Judicialis Rechtsprechung

Mit der integrierten Volltextsuche, die vom Suchmaschinenhersteller "Google" zur Verfügung gestellt wird, lassen sich alle Entscheidungen durchsuchen. Dabei können Sie Sonderzeichen und spezielle Wörter verwenden, um genauere Suchergebnisse zu erhalten:

Zurück

Beginn der Entscheidung

Gericht: Hessisches Landesarbeitsgericht
Urteil verkündet am 28.03.2003
Aktenzeichen: 12 SaGa 1744/02
Rechtsgebiete: BGB


Vorschriften:

BGB § 630
BGB § 242
BGB § 280
BGB § 318
Der gesetzlich nicht positiv geregelte, aus dem Grundsatz von Treu und Glauben abgeleitete Anspruch auf Erteilung eines Zwischenzeugnisses ist anlassbezogen und gegenüber dem gesetzlichen Zeugnisanspruch subsidiär. Mit dem Ablauf der Kündigungsfrist einer vom Arbeitgeber ausgesprochenen Kündigung kann der Arbeitnehmer die Erteilung eines Zwischenzeugnisses lediglich im Kündigungsschutzverfahren für den Fall der Stattgabe der Kündigungsschutzklage, nicht, aber in einem selbständigen Verfahren einklagen.
Hessisches Landesarbeitsgericht Im Namen des Volkes!

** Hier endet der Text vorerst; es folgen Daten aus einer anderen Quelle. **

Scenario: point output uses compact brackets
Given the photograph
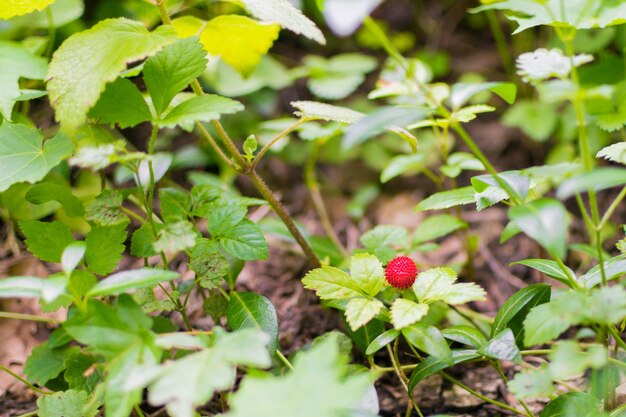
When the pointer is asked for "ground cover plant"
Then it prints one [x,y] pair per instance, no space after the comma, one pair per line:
[136,140]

Urteil

Aktenzeichen: 12 SaGa 1744/02

Verkündet laut Protokoll am 28. März 2003

In dem Rechtsstreit

hat das Hessische Landesarbeitsgericht, Kammer 12, in Frankfurt am Main auf die mündliche Verhandlung vom 14. Februar 2003 durch den Richter am Arbeitsgericht ... Griebeling als Vorsitzenden und die ehrenamtlichen Richter Lotze und Maus als Beisitzer

für Recht erkannt:

Tenor:

Auf die Berufung des Verfügungsbeklagten wird das Urteil des Arbeitsgerichts Frankfurt am Main vom 29. Oktober 2002 - 5 Ga 206/02 - zum Teil abgeändert:

Der Antrag auf Erlass einer einstweiligen Verfügung wird insgesamt zurückgewiesen.

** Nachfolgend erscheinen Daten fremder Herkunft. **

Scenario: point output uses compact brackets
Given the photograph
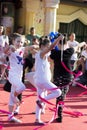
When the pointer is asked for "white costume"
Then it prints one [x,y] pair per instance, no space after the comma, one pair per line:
[42,81]
[3,41]
[15,74]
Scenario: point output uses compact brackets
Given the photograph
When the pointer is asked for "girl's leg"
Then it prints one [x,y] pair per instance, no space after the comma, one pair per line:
[50,86]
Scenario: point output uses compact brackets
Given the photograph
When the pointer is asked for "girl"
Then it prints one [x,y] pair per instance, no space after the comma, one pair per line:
[61,77]
[15,53]
[43,75]
[3,42]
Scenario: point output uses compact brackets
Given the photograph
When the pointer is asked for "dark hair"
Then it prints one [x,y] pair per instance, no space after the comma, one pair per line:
[64,40]
[44,40]
[32,28]
[18,27]
[14,36]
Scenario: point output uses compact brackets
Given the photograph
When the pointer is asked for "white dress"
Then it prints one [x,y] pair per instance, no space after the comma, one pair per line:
[3,41]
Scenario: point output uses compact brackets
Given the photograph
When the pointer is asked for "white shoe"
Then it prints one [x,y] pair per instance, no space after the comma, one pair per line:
[16,112]
[13,119]
[39,122]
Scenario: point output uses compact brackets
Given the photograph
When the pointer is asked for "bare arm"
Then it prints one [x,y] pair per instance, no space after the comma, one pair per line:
[46,50]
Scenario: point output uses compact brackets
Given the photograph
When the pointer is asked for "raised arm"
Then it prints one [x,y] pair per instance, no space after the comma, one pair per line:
[50,47]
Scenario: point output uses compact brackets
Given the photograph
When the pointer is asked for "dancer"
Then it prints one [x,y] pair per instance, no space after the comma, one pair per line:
[43,75]
[61,77]
[15,53]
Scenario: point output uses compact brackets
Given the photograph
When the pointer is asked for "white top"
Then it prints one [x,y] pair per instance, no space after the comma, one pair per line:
[16,63]
[84,53]
[42,68]
[73,44]
[3,41]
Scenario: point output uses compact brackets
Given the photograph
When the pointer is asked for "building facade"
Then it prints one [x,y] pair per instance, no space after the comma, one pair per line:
[46,16]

Der Verfügungskläger hat die Kosten des Verfahrens zu tragen.

Tatbestand:

Die Parteien streiten im einstweiligen Verfügungsverfahren über einen Anspruch auf Erteilung eines Zwischenzeugnisses.

Der Verfügungskläger (im Folgenden: Kläger) war seit Juni 2001 als General Manager für die Schuldnerin tätig. Die Schuldnerin stellte im April 2002 ihre Arbeitnehmer einschließlich des Klägers unter Fortzahlung ihrer Bezüge von der Arbeitsleistung frei und beantragte die Eröffnung eines Insolvenzverfahrens. Der Verfügungsbeklagte (nachfolgend: Beklagter) wurde zunächst zum vorläufigen Insolvenzverwalter und mit Beschluss vom 05. August 2001 zum Insolvenzverwalter bestellt. Mit Schreiben vom 06. August 2002 kündigte er das Arbeitsverhältnis des Klägers zum 30. November 2002. Gegen die Kündigung erhob der Kläger eine unter dem Aktenzeichen - 5 Ca 8853/02 - beim Arbeitsgericht Frankfurt am Main anhängige Kündigungsschutzklage, in der am 17. Juni 2003 Kammertermin anberaumt ist. Der Kläger, der bereits im Juli 2002 von dem seinerzeitigen Geschäftsführer der Schuldnerin ein Zwischenzeugnis verlangt hatte, forderte vom Beklagten mit Schreiben vom 03., 09. und 18. August sowie vom 23. September und 05. Oktober 2002 die Erteilung eines derartigen Zeugnisses. Nachdem der Beklagte nicht reagierte, reichte der Kläger am 17. Oktober 2002 den vorliegenden, auf die Erteilung eines Zwischenzeugnisses durch den Beklagten gerichteten Antrag auf Erlass einer einstweiligen Verfügung ein.

Der Kläger hat behauptet, er benötige das Zwischenzeugnis dringend, um sich anderweitig bewerben zu können. Durch die Untätigkeit des Beklagten werde er stark in seinem beruflichen Fortkommen behindert.

Der Kläger hat mit seinem erstinstanzlichen Hauptantrag beantragt, den Beklagten zu verurteilen, ihm ein im Einzelnen vorformuliertes Zwischenzeugnis mit dem auf den Seiten 2 - 4 des angefochtenen Urteils (Bl. 22 - 24 d.A.) ersichtlichen Wortlaut auszustellen, und hilfsweise beantragt,

den Beklagten zu verurteilen, dem Kläger ein wohlwollend formuliertes qualifiziertes Zwischenzeugnis auszustellen.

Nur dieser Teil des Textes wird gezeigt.